Novel ways presented to mitigate combination therapy toxicity in EGFR-mutant advanced NSCLC

As the standard of care for patients with EGFR-mutant advanced non-small cell lung cancer (NSCLC) evolves, international research efforts continue to try to balance efficacy and toxicity, as illustrated by two studies presented at the European Lung Cancer Congress 2025 (Paris, 26–29 March).

The single-arm phase II ETOP AMAZE-lung trial sought to provide an alternative to amivantamab plus chemotherapy for patients after progression on osimertinib and demonstrated modest yet durable efficacy with the combination of amivantamab, lazertinib and bevacizumab (Abstract 9MO). The primary endpoint of confirmed objective response rate (ORR) was 33% at 12 weeks among 60 patients in the primary efficacy cohort, which met with the study’s pre-defined success criterion of ORR >20%. Among 61 patients evaluated, the best overall response was stable disease in 51%, partial response in 39%, disease progression in 5% and not evaluable in 5%, with median duration of response of 13.9 months (95% confidence interval [CI] 8.3–not estimable). Median progression-free survival was 10.9 months (95% CI 5.3–not estimable) and median overall survival (OS) was 15.5 months (95% CI 12.3–not estimable).

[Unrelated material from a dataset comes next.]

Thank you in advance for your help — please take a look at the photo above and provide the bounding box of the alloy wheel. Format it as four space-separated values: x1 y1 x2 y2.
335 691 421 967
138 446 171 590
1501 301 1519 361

In total, 43% of patients experienced grade 3–4 treatment-related adverse events (TRAEs) and one-fifth of patients discontinued any agent due to TRAEs. The most common grade 3–4 TRAEs were acneiform and maculo-papular rash.

“Overall, the efficacy results were not remarkable but they were long lasting,” says Prof. Julien Mazières from Toulouse University Hospital, Toulouse, France. “It is reassuring that bevacizumab did not appear to add significant toxicity to that of amivantamab plus lazertinib. The triple combination seems to represent a reasonable chemotherapy-free alternative, but we need more mature data with larger patient numbers and ideally, a head-to-head randomised trial versus amivantamab plus chemotherapy,” he adds.

Results were also presented from the COCOON trial, which found a significantly reduced incidence and severity of skin AEs when using a prophylactic enhanced dermatologic regimen compared with standard dermatologic management following the initiation of amivantamab plus lazertinib for the first-line treatment of EGFR-mutated advanced NSCLC (Abstract 10MO). The COCOON regimen comprised oral doxycycline or minocycline, topical clindamycin lotion on the scalp, chlorhexidine on the nails, and ceramide-based moisturiser on the body and face. At the first pre-planned interim analysis (median follow-up of 4.2 months), the primary endpoint of incidence of grade ≥2 dermatologic AEs in the first 12 weeks was met. There was a significant halving of grade ≥2 dermatologic AEs from 76.5% with standard dermatologic management to 38.6% with the COCOON regimen (p<0.0001), the greatest (~70%) reduction being reported for scalp AEs (29% versus 9%). There was also a reduction in grade 3 dermatologic AEs, from 8.8% with standard management to 4.3% with the COCOON regimen. Importantly, rates of AE-related amivantamab and lazertinib discontinuations were lower with the COCOON regimen than with standard management, both for dermatologic AEs (1% versus 4%) and any AEs (11% versus 19%).

“Traditionally, skin reactions have been managed reactively, once they emerge, but having an effective regimen that can be used prophylactically may allow patients to stay on treatment longer. This is particularly important given that use of amivantamab plus lazertinib is expected to increase with the release of final OS data from the MARIPOSA trial at the Congress ,” observes Mazières. However, he remains cautious about the COCOON regimen owing to the relatively high dose of doxycycline/minocycline (100 mg twice daily) compared with the standard dose in many countries, and the prolonged duration of the regimen (12 weeks).

“There are many combination regimens currently undergoing clinical trials for the treatment of EGFR-mutant advanced NSCLC, including the combination of tyrosine kinase inhibitor (TKI) plus anti-angiogenic agents, TKI plus chemotherapy, or bispecific antibody, such as amivantamab, plus chemotherapy, but with each combination we must deal with different toxicities. The key is to be aware of how to prevent, detect and treat these toxicities as early as possible,” concludes Mazières.